Best Crime Series That Could – Southland, TNT
Naturalistic and intense, with a blue streak and a darker sense of humor, the LAPD set drama Southland, after being axed by NBC after an abbreviated first season, was given a second chance when “We Know Drama,” cable network TNT picked it up. The third season ended with a betrayal and a heartbreaking death of a series regular. The anticipated fourth season is coming up later on this winter, and Lucy Liu is joining the already strong cast of Regina King, Shawn Hatosy, Ben McKenzie and Michael Cudlitz.

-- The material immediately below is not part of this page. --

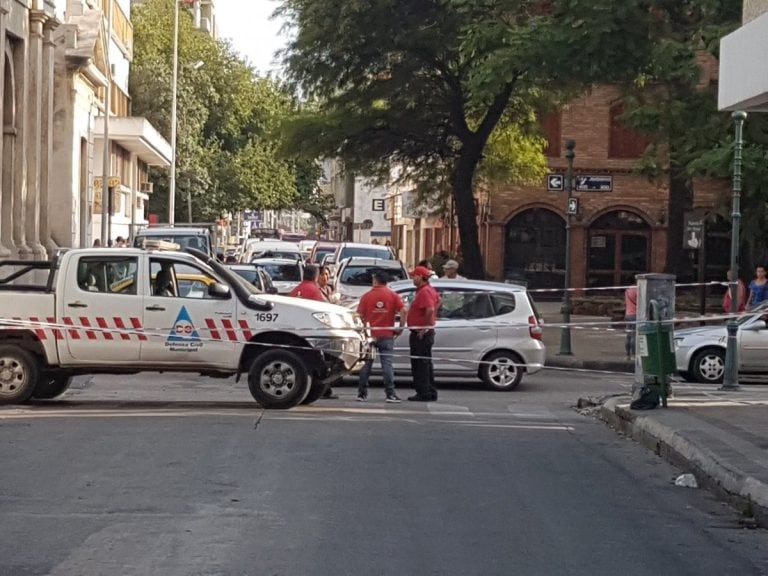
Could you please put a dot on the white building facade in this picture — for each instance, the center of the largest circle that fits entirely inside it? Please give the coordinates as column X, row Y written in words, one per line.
column 743, row 74
column 89, row 58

Best Mercy Killing – The Playboy Club, NBC
NBC cancelled it after just three episodes with good reason. The writing was turgid at best and laughable at worst. The show relied heavily on a devoid-of-charisma Eddie Cibrian (indeed, trying to do his best Don Draper) and Amber Heard as the club’s newest and most naïve employee. But here’s the thing. The show also starred Broadway star Laura Benanti (who gave a searing performance as Gypsy Rose Lee in the revival of “Gypsy” a few years ago). Unfortunately, Benanti was given little to do except scowl and perform in the club as the over-the-hill den mother to the Bunnies. Joss Whedon alum Sean Maher (the adorable Dr. Simon Tam on “Firefly”) played a closeted campaign manager. He was in a marriage of convenience to a lesbian Bunny and they were working to develop a Chicago chapter of the Mattachine Society. Clearly, there could have at least have been a compelling, if not mediocre, show in there had the focus had been shifted earlier on in the development stage.

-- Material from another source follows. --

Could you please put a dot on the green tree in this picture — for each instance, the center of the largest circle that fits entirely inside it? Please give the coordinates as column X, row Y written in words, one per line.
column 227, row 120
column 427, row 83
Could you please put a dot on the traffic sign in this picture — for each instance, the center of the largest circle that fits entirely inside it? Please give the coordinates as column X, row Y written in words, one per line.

Best Missed Opportunity: 17th Precinct
“17th Precinct” was the newest pilot from Battlestar Galactica creator Ron Moore. It was recently leaked online, and viewers got a sense of what they would be missing now that NBC passed on the show this past May. It starred Stockard Channing, Jamie Bamber, James Callis, Tricia Helfer, and Matt Long as members of the Excelsior (an alternate universe San Francisco) Police Department. They live in a world that is exactly like ours except for the fact that magic, intuition and natural power is a part of their everyday life. It’s definitely a high concept premise. But I couldn’t help but be intrigued at the end of the episode when it was revealed that the “big bad” of the series was going to be a terrorist group called “The Stoics,” who were dedicated to wiping out magic and replacing it with science and rationality by any means necessary. While I have never seen Battlestar (it’s on my to-do list), and I wasn’t completely enamored with “Caprica,” but if anyone can pull off something that’s all about big ideas, it’s Moore. And as long as we’re talking about “high concept,” it seems a little unjust that this wasn’t given a shot, even on Friday nights, when ABC is going to start airing the cross-dressing “comedy” “Work It,” after the new year.